なぜなら、過去の事実というものを思い浮かべているのは、必ず現在の自分であって、過去にいるわけではないからです。もしも過去がなかったとしても全く支障がありません。

 だから、理由は不明ですが突然すべての世界が5分前に出現して、すべての人々が5分前以前の作られた記憶を持っていると考えることもできるのです。

論理だけを拠り所にすると、この世に証明できないことはたくさんある

 おかしな話のように聞こえますが、論理的に考えればまさにその通りで、論理というものに従う限りはこの可能性を覆すことはできません。

 極端な考えで言えば、創造主が仮想のこの世界を5分前に突然作成したため、人々は人類や宇宙の誕生から現在に至るまでの記憶を自然に持ったまま、突然発生したという可能性もゼロではないからです。

  子どもの頃、私の周りにいた大人にこんな感じの荒唐無稽な話をすると「屁理屈を言って」とよく言われたものですが、この話を聞いた人の反応もきっと様々だと思います。

「屁理屈」の一言で片づける人もいれば、

「論理的にはそうだが、現実の可能性は限りなく低い」と冷静に判断する人もいるでしょう。

「いや本当にこの世界は仮想の世界だけど、5分前じゃなく100年くらい前にできたのじゃないか」と言う人もいるかも知れません。

 しかしどの考えであっても、論理的に証拠を示して反論をすることがおよそ不可能である点が実に面白いと思います。

 そして信じやすい人の中には「自分の記憶は、本当に実際に経験をした真実の記憶だろうか?」と疑い始める人もいると思います。

 実際私もこの仮説を初めて聞いた時には、「自分のすべての記憶が作られたものだったらどうなるのか」ということを考えてみたりしました。

アーノルド・シュワルツェネッガー の「トータル・リコール」

 実際にこういう発想で書かれたSF小説もあります。

 (少しネタバレになります。ご容赦を)

 アーノルド・シュワルツェネッガー が主演のSF映画「トータル・リコール」では、記憶が売買される世界で、偽りの記憶を植え付けられてしまった主人公が、真実の記憶を取り戻して世界を救うというストーリーが描かれています。

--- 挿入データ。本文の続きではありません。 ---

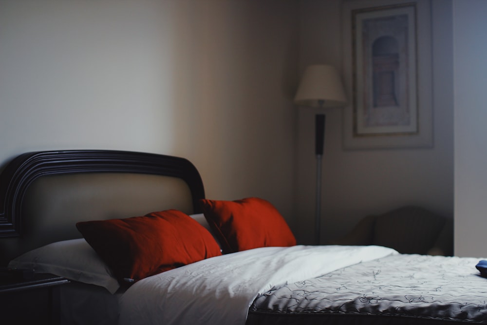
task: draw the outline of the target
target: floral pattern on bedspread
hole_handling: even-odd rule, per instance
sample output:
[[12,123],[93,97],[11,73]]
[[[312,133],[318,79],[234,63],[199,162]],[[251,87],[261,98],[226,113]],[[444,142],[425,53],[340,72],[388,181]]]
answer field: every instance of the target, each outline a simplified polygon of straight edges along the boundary
[[478,259],[388,256],[271,290],[249,309],[266,313],[400,315],[487,323]]

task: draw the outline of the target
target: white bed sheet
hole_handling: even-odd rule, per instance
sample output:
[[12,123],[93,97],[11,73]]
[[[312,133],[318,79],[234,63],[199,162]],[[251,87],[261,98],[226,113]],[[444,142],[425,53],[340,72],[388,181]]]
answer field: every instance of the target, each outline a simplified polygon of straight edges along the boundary
[[267,247],[210,259],[134,284],[120,302],[120,325],[244,325],[269,290],[397,254],[379,246]]

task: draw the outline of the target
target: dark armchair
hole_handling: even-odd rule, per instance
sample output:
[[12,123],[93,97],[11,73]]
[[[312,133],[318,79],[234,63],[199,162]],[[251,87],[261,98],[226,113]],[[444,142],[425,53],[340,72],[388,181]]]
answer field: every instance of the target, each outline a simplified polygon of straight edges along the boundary
[[332,245],[375,245],[400,253],[450,256],[453,252],[451,220],[418,207],[405,207],[361,220]]

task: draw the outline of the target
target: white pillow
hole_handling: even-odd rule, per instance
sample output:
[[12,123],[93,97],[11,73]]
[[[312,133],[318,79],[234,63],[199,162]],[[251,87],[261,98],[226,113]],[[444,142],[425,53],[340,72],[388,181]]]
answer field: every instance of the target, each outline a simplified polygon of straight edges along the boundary
[[120,287],[112,271],[84,238],[53,243],[15,258],[10,268],[33,269],[103,287],[111,293]]
[[[203,213],[190,216],[213,234]],[[36,273],[50,273],[99,286],[111,293],[120,287],[110,268],[84,238],[56,242],[31,250],[11,261],[8,267],[33,269]]]

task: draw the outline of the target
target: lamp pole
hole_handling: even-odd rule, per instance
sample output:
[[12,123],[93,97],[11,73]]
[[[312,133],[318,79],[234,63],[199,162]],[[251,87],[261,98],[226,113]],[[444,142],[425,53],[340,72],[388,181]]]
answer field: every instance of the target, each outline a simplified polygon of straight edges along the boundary
[[[318,101],[320,108],[322,108],[324,100]],[[316,154],[316,207],[315,215],[315,244],[319,245],[321,232],[321,165],[323,147],[325,140],[324,114],[317,114],[315,117],[315,153]]]

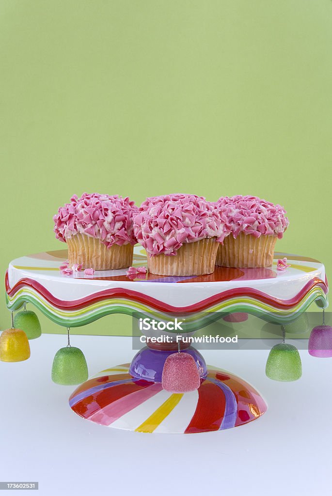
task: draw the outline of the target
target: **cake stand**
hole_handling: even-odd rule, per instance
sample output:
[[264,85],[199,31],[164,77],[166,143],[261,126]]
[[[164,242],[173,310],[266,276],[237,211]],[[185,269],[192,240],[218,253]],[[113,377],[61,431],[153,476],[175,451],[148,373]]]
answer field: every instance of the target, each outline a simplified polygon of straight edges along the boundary
[[[290,266],[276,270],[276,259],[286,256]],[[30,302],[56,323],[79,327],[106,315],[125,313],[157,320],[185,322],[182,334],[194,333],[212,320],[246,312],[276,323],[288,322],[314,302],[328,306],[324,265],[313,258],[276,253],[271,267],[216,267],[199,277],[148,274],[130,278],[126,269],[63,275],[59,266],[66,250],[23,256],[9,264],[6,301],[11,311]],[[141,247],[134,248],[134,266],[146,265]],[[64,329],[64,332],[65,332]],[[121,331],[118,335],[124,335]],[[174,344],[149,344],[131,364],[112,367],[79,386],[69,405],[81,417],[118,429],[144,433],[186,433],[218,431],[259,418],[267,407],[259,393],[243,379],[206,366],[191,346],[201,383],[196,391],[172,393],[163,389],[161,373]]]

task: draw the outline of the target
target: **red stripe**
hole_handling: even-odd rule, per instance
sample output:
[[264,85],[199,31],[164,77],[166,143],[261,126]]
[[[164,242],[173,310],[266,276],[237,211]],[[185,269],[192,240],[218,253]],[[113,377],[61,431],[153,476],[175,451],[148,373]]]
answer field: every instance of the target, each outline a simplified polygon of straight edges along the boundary
[[[203,380],[198,389],[199,400],[193,418],[185,434],[218,431],[225,413],[226,400],[220,387]],[[216,397],[218,399],[216,399]]]
[[139,381],[109,387],[81,400],[73,405],[71,409],[78,415],[87,419],[101,408],[104,408],[120,398],[131,394],[135,391],[148,387],[151,384],[151,383],[147,381]]
[[176,312],[177,313],[199,311],[230,298],[241,296],[252,297],[256,300],[264,303],[271,305],[274,308],[287,310],[292,308],[294,305],[299,303],[303,297],[316,286],[319,286],[322,288],[325,293],[327,293],[328,291],[328,287],[325,283],[319,278],[315,277],[308,281],[297,295],[290,300],[274,298],[269,296],[266,293],[263,293],[258,290],[253,289],[252,288],[236,288],[218,293],[216,295],[213,295],[213,296],[210,296],[208,298],[206,298],[205,300],[202,300],[200,302],[189,305],[187,307],[174,307],[156,300],[151,296],[147,296],[146,295],[143,295],[137,291],[125,289],[123,288],[109,288],[102,291],[99,291],[94,295],[89,295],[88,296],[79,300],[70,301],[59,300],[53,296],[46,288],[44,288],[39,283],[28,278],[23,278],[20,279],[12,288],[10,288],[8,285],[7,272],[6,272],[5,286],[6,291],[10,296],[13,296],[15,295],[21,287],[28,286],[32,288],[43,296],[49,303],[50,303],[54,307],[63,310],[79,310],[84,308],[92,303],[113,297],[114,298],[126,298],[132,301],[148,305],[153,308],[163,312]]
[[79,393],[87,391],[90,387],[94,387],[95,386],[98,386],[100,384],[114,382],[117,380],[123,380],[124,379],[131,379],[132,378],[132,376],[129,373],[115,373],[112,374],[111,375],[103,375],[101,377],[96,377],[95,378],[90,379],[83,382],[80,386],[78,386],[73,393],[70,395],[69,399],[70,400]]
[[[209,371],[208,377],[214,377],[222,381],[233,391],[238,404],[238,414],[235,422],[235,427],[241,426],[244,422],[250,422],[257,418],[258,415],[261,415],[266,411],[266,408],[265,402],[261,402],[265,405],[263,409],[260,408],[256,397],[258,395],[257,391],[250,384],[241,379],[241,382],[234,377],[226,375],[222,372]],[[254,393],[255,395],[254,394]],[[261,398],[262,399],[262,398]],[[249,405],[252,405],[250,409]],[[255,415],[254,411],[257,415]]]

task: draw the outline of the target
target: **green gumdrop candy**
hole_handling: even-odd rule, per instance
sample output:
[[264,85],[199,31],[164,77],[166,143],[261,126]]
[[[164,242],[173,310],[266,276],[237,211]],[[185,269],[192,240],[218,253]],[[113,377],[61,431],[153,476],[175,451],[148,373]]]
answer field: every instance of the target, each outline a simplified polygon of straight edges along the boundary
[[276,344],[270,351],[266,373],[270,379],[284,381],[297,380],[302,374],[298,351],[291,344]]
[[299,316],[289,324],[285,325],[286,332],[291,334],[305,334],[310,329],[309,319],[305,312],[300,313]]
[[72,346],[62,348],[53,360],[52,377],[54,382],[65,386],[84,382],[88,378],[88,367],[83,353]]
[[26,310],[19,311],[14,317],[14,327],[21,329],[28,337],[28,339],[35,339],[42,334],[40,323],[34,311]]

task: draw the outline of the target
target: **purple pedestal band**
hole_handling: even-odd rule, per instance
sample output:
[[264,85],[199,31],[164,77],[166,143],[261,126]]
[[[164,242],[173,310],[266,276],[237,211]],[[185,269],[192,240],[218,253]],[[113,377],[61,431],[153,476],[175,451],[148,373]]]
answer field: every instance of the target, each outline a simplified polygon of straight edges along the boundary
[[[161,382],[166,358],[170,355],[177,353],[174,350],[153,350],[146,346],[140,350],[134,357],[129,373],[137,379]],[[207,374],[206,364],[200,353],[191,346],[181,350],[181,353],[191,355],[196,363],[201,379],[205,378]]]

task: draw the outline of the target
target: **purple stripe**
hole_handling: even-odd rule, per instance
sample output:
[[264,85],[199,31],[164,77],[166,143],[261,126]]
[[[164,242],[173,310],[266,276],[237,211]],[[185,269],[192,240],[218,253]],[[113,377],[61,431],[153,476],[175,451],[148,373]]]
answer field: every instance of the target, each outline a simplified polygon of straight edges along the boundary
[[87,396],[89,396],[90,394],[93,394],[94,393],[98,393],[100,391],[102,391],[103,389],[107,389],[109,387],[118,386],[121,384],[126,384],[127,382],[137,382],[138,380],[139,380],[139,379],[134,379],[133,377],[130,379],[123,379],[122,380],[116,380],[114,382],[106,382],[98,386],[94,386],[93,387],[90,387],[89,389],[86,389],[85,391],[78,393],[75,396],[72,398],[69,402],[69,406],[70,407],[73,406],[74,405],[76,405],[79,401],[86,398]]
[[238,414],[238,405],[234,393],[228,386],[226,386],[221,380],[218,380],[217,379],[212,379],[210,377],[208,377],[207,380],[218,386],[222,390],[225,395],[225,399],[226,399],[225,413],[219,430],[221,431],[222,429],[229,429],[231,427],[234,427],[235,425]]

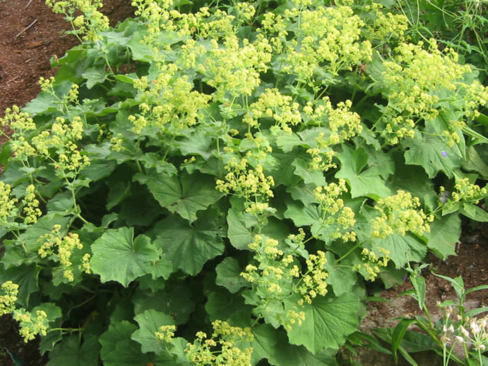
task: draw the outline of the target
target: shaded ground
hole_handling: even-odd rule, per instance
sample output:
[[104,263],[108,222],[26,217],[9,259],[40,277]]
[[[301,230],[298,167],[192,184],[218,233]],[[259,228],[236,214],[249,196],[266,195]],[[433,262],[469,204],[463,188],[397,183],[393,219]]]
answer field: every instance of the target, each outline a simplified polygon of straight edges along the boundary
[[[106,0],[104,13],[113,22],[131,15],[128,0]],[[62,56],[65,51],[76,44],[73,36],[63,35],[60,31],[67,28],[63,17],[54,15],[44,5],[43,0],[0,0],[0,115],[5,108],[13,104],[24,106],[40,91],[39,77],[54,75],[49,60],[54,56]],[[0,137],[0,144],[1,137]],[[465,230],[458,256],[441,262],[432,258],[437,273],[450,277],[462,276],[466,288],[488,283],[488,226]],[[453,298],[450,285],[445,281],[425,274],[427,303],[436,312],[435,303]],[[394,299],[398,294],[411,288],[409,283],[382,292],[381,296]],[[469,297],[469,307],[488,306],[488,292],[473,293]],[[393,326],[390,319],[407,314],[418,314],[417,303],[413,299],[402,297],[391,303],[374,303],[368,306],[369,316],[362,323],[367,330],[376,326]],[[15,323],[8,317],[0,317],[0,366],[11,366],[13,363],[3,348],[18,355],[22,366],[43,366],[47,357],[40,356],[37,344],[24,344],[18,335]],[[437,359],[438,360],[438,359]],[[394,365],[391,358],[365,350],[358,361],[364,366]],[[432,360],[420,365],[435,366]]]
[[[457,245],[457,256],[450,256],[447,260],[442,261],[431,256],[431,269],[438,274],[454,278],[461,276],[464,281],[465,288],[472,288],[481,285],[488,284],[488,224],[479,224],[475,228],[464,228],[460,242]],[[453,288],[449,282],[430,274],[426,270],[423,273],[426,282],[425,303],[432,315],[432,320],[436,321],[441,317],[437,301],[448,299],[456,300]],[[393,320],[397,317],[408,315],[420,315],[423,313],[418,308],[418,304],[414,299],[403,296],[398,297],[398,294],[412,289],[409,280],[403,284],[384,290],[380,294],[389,300],[389,302],[369,303],[368,305],[368,317],[363,319],[361,329],[368,331],[376,327],[395,326],[398,321]],[[488,290],[471,292],[466,296],[465,302],[466,310],[488,306]],[[481,314],[485,315],[486,313]],[[385,347],[388,347],[385,344]],[[442,359],[437,354],[419,353],[412,354],[414,358],[421,366],[441,366]],[[400,356],[401,358],[401,356]],[[359,351],[356,358],[359,365],[363,366],[393,366],[395,365],[393,358],[382,353],[375,353],[369,349]],[[400,360],[400,366],[409,365]],[[450,365],[453,365],[451,361]]]
[[[44,0],[0,0],[0,116],[6,108],[24,106],[40,91],[38,81],[54,76],[51,57],[61,57],[78,41],[63,35],[67,24],[52,13]],[[102,11],[113,22],[133,15],[129,0],[105,0]],[[0,135],[0,145],[4,141]],[[16,322],[0,317],[0,366],[14,365],[4,348],[22,360],[22,366],[42,366],[35,342],[24,343]],[[68,365],[67,365],[68,366]]]

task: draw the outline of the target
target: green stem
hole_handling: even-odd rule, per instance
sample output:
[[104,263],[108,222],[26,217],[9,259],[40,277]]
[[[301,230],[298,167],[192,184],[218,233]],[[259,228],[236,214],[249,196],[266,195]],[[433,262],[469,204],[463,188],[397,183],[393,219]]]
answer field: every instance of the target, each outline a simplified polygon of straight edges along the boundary
[[352,253],[352,251],[354,251],[354,250],[355,250],[356,248],[359,247],[360,244],[361,244],[361,243],[357,243],[356,245],[355,245],[354,247],[352,247],[350,249],[349,249],[349,251],[348,251],[348,252],[347,252],[345,254],[344,254],[343,256],[341,256],[340,258],[339,258],[337,260],[336,260],[336,263],[338,263],[341,262],[341,260],[342,260],[344,259],[345,257],[347,257],[348,256],[349,256],[349,254],[350,254],[351,253]]

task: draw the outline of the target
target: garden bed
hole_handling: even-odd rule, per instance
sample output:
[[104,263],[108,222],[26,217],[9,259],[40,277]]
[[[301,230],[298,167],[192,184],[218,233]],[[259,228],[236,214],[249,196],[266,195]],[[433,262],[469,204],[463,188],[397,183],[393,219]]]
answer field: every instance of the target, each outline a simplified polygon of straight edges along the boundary
[[[39,93],[38,85],[40,76],[47,78],[55,74],[51,70],[49,60],[60,57],[64,52],[76,44],[74,37],[60,32],[65,28],[63,17],[54,15],[43,1],[32,0],[0,2],[0,42],[3,51],[0,54],[0,111],[13,104],[24,106]],[[132,8],[122,0],[106,1],[104,11],[112,22],[122,20],[132,14]],[[457,246],[457,256],[450,256],[441,261],[431,256],[437,267],[436,273],[455,277],[462,276],[466,288],[486,284],[488,282],[488,231],[486,226],[466,224],[461,241]],[[448,283],[425,272],[427,282],[426,303],[436,313],[435,303],[452,298],[454,292]],[[368,316],[363,320],[361,328],[368,331],[377,326],[391,326],[395,317],[418,313],[418,306],[414,300],[396,299],[402,291],[411,288],[408,281],[391,290],[380,292],[369,289],[373,296],[391,299],[388,303],[369,303]],[[471,294],[466,307],[488,306],[487,291]],[[438,313],[437,313],[438,314]],[[42,366],[47,358],[39,356],[35,342],[25,344],[17,332],[16,324],[8,316],[0,318],[0,349],[6,347],[24,360],[22,366]],[[376,353],[360,353],[360,360],[365,366],[389,365],[393,360]],[[372,356],[373,355],[373,356]],[[0,354],[0,366],[11,365],[6,354]]]

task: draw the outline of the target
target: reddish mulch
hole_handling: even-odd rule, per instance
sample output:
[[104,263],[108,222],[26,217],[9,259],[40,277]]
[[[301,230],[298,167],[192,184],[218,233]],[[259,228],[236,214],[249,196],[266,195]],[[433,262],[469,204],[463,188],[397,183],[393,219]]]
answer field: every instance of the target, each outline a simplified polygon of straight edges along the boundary
[[[127,0],[106,0],[105,3],[103,11],[112,22],[132,15],[133,8]],[[77,44],[74,36],[60,33],[67,27],[63,16],[54,14],[42,0],[0,0],[0,115],[6,108],[14,104],[24,106],[35,97],[40,91],[37,82],[40,76],[54,75],[56,71],[51,69],[51,58],[62,56],[67,49]],[[0,136],[0,145],[1,142]],[[457,257],[444,263],[432,258],[437,267],[437,272],[452,277],[462,275],[466,288],[488,283],[487,228],[482,226],[466,230],[467,233],[463,236]],[[427,275],[426,280],[428,303],[434,310],[435,302],[452,297],[453,291],[444,280],[432,275]],[[409,287],[406,282],[383,292],[382,295],[393,299]],[[487,292],[472,294],[469,304],[475,307],[488,306]],[[407,299],[400,303],[370,304],[368,308],[370,315],[364,322],[365,328],[391,325],[388,320],[393,317],[418,313],[418,305]],[[46,355],[39,355],[37,343],[24,343],[15,322],[7,316],[0,317],[0,366],[11,366],[10,358],[1,352],[3,347],[18,355],[23,360],[22,366],[43,366],[47,360]],[[391,358],[371,353],[361,360],[365,365],[393,365]]]

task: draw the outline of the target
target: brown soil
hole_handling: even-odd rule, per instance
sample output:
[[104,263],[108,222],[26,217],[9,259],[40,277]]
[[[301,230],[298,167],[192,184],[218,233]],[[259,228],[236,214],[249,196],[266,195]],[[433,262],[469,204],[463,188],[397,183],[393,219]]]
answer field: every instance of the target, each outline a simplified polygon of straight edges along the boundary
[[[106,0],[103,11],[112,22],[122,20],[132,15],[127,0]],[[0,115],[14,104],[24,106],[40,91],[37,84],[40,76],[55,74],[49,60],[62,56],[65,51],[77,44],[74,36],[60,33],[67,29],[63,16],[53,14],[42,0],[0,0]],[[0,137],[0,144],[1,144]],[[466,288],[488,283],[488,226],[466,230],[457,249],[458,256],[446,262],[432,258],[437,273],[451,277],[462,276]],[[439,314],[435,303],[453,298],[450,285],[428,273],[427,303],[434,313]],[[364,330],[395,324],[391,319],[407,314],[419,314],[416,301],[407,297],[396,298],[398,294],[411,288],[408,281],[381,293],[391,299],[389,303],[371,303],[369,315],[362,323]],[[469,297],[467,306],[488,306],[488,291],[474,292]],[[25,344],[18,335],[16,324],[8,317],[0,317],[0,366],[11,366],[10,357],[2,350],[6,348],[17,355],[22,366],[42,366],[47,357],[40,356],[35,342]],[[394,365],[391,358],[372,353],[359,352],[357,361],[365,366]],[[420,365],[434,366],[432,360]]]
[[[133,15],[128,0],[105,0],[102,12],[112,25]],[[0,0],[0,116],[13,105],[24,106],[40,91],[40,76],[54,76],[50,60],[61,57],[79,43],[73,35],[62,34],[69,28],[62,15],[54,14],[44,0]],[[0,146],[5,138],[0,135]],[[0,317],[0,366],[14,365],[5,349],[22,360],[22,366],[42,366],[38,344],[24,343],[16,322]]]

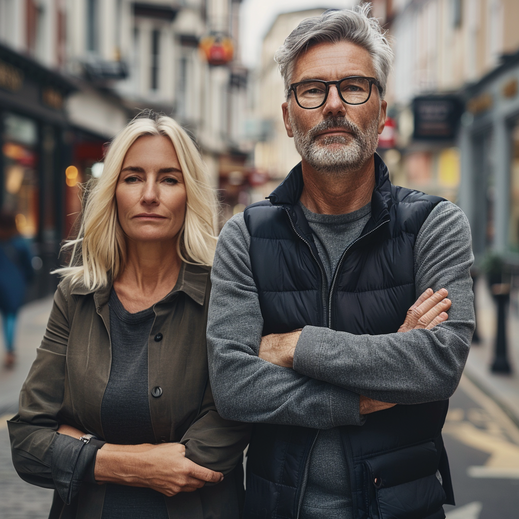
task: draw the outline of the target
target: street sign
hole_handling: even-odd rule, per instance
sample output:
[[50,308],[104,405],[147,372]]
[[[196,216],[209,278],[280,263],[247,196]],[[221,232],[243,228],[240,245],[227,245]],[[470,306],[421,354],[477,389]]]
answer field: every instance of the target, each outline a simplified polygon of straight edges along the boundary
[[459,99],[454,95],[424,95],[413,102],[414,131],[417,140],[452,140],[462,113]]

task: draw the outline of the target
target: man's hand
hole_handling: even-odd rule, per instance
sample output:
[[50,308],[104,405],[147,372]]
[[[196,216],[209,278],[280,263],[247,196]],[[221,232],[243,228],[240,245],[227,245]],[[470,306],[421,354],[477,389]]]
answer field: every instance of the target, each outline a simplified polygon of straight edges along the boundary
[[432,289],[427,289],[407,310],[405,320],[399,332],[431,330],[446,321],[448,318],[447,310],[452,304],[450,299],[447,299],[448,294],[445,289],[440,289],[436,292],[433,292]]
[[294,352],[301,330],[289,333],[271,333],[262,337],[260,343],[258,357],[282,367],[292,367],[294,364]]
[[[447,295],[448,292],[445,289],[440,289],[436,292],[433,292],[432,289],[427,289],[407,310],[405,320],[399,329],[399,332],[424,329],[431,330],[436,324],[446,321],[448,319],[446,312],[452,304],[450,299],[447,299]],[[363,395],[360,395],[359,400],[361,415],[381,411],[396,405],[374,400]]]

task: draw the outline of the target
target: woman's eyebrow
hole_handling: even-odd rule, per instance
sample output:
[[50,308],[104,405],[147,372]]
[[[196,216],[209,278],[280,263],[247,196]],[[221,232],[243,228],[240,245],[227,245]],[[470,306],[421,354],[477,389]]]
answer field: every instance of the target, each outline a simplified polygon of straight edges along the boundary
[[[127,166],[126,168],[123,168],[121,170],[121,173],[123,171],[134,171],[135,173],[145,173],[144,168],[141,168],[139,166]],[[172,166],[169,168],[161,168],[157,173],[182,173],[182,170],[178,168],[174,168]]]

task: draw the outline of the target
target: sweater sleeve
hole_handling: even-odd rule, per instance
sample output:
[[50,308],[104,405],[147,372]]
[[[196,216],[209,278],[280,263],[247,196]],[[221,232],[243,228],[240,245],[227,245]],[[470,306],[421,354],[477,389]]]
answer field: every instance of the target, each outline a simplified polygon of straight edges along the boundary
[[306,326],[294,369],[383,402],[417,404],[449,398],[458,386],[475,326],[470,228],[450,202],[431,211],[414,249],[417,298],[447,289],[448,320],[431,330],[356,335]]
[[102,444],[60,434],[69,327],[67,302],[60,288],[42,344],[20,394],[18,414],[8,422],[12,462],[25,481],[55,488],[69,504],[79,491]]
[[263,320],[242,214],[216,247],[208,323],[209,373],[221,415],[248,422],[329,429],[361,425],[359,395],[257,356]]

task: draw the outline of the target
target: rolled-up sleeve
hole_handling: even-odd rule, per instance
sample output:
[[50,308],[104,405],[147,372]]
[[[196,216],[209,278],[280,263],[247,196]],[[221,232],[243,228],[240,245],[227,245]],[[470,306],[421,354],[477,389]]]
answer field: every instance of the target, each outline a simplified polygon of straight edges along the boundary
[[65,391],[68,306],[61,288],[20,394],[18,414],[7,422],[12,462],[20,477],[56,489],[67,504],[89,474],[102,443],[85,444],[57,431]]

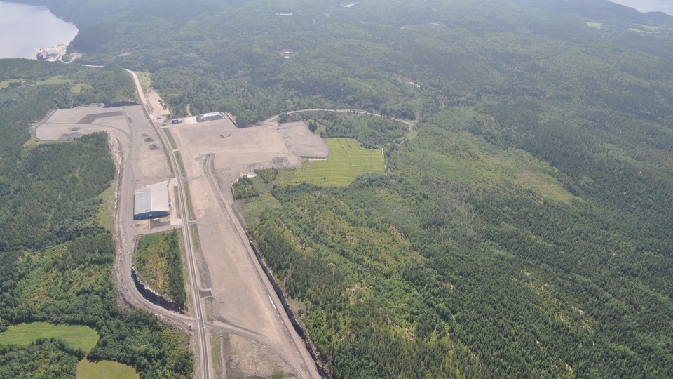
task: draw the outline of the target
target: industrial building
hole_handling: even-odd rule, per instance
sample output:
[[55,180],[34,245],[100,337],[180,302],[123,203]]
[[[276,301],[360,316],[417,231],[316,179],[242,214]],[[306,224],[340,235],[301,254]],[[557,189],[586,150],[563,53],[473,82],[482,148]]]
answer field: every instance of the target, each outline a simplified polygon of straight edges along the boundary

 私もこの映画は何回か見ました。アクションシーンが少し多すぎにも感じましたが、記憶を奪われたりする話は新鮮なストーリーでとても興味を持てました。

 この映画を見ると、記憶を変えられてしまえば、人間は自分のアイデンティティを簡単に失ってしまうことがわかります。

 空想の世界の話ではありますが、人間が過去をとらえているのはすべて自分の記憶だけであり、その記憶を再現しているのは現在であるということから、過去というものが自分の頭の中にしか実在しないということをよく表していると思います。

 実際、こういう考え方からか、アインシュタインも「過去・現在・未来という考え方は幻想にすぎない」と述べていたりします。

 また、最近ではカルロ・ロヴェッリという学者が「時間は存在しない」という考えを公表して話題になっていますが、その中で「 過去と未来が違うのはこの世界を見ている私たち自身の視界が曖昧だからである」という趣旨のことを述べていて、これもこういう考え方に近いものがあるのかも知れません。

 何にしても、考えていくととても面白い題材だと言うことができます。

考えること

 抽象的に物事を考えるという能力は人間に特有のものだと思います。

 可能性をあれこれ考えることは実に楽しいものです。

「もし」とか「こうであればこうなるはず」というような仮定や論理を組み合わせて自分も初めに想像しなかったような結論を導くことができるのは、論理学の醍醐味です。

 シャーロックホームズがわずかの手がかりを組み合わせて、想像を超えた結論を出して犯人を捕まえるストーリーのようなものです。

 現実に近くないからとか、そんなことはあるはずがないからといった先入観を捨てて、ゼロベースで思考をしてみるというのも、時には良いものですよ。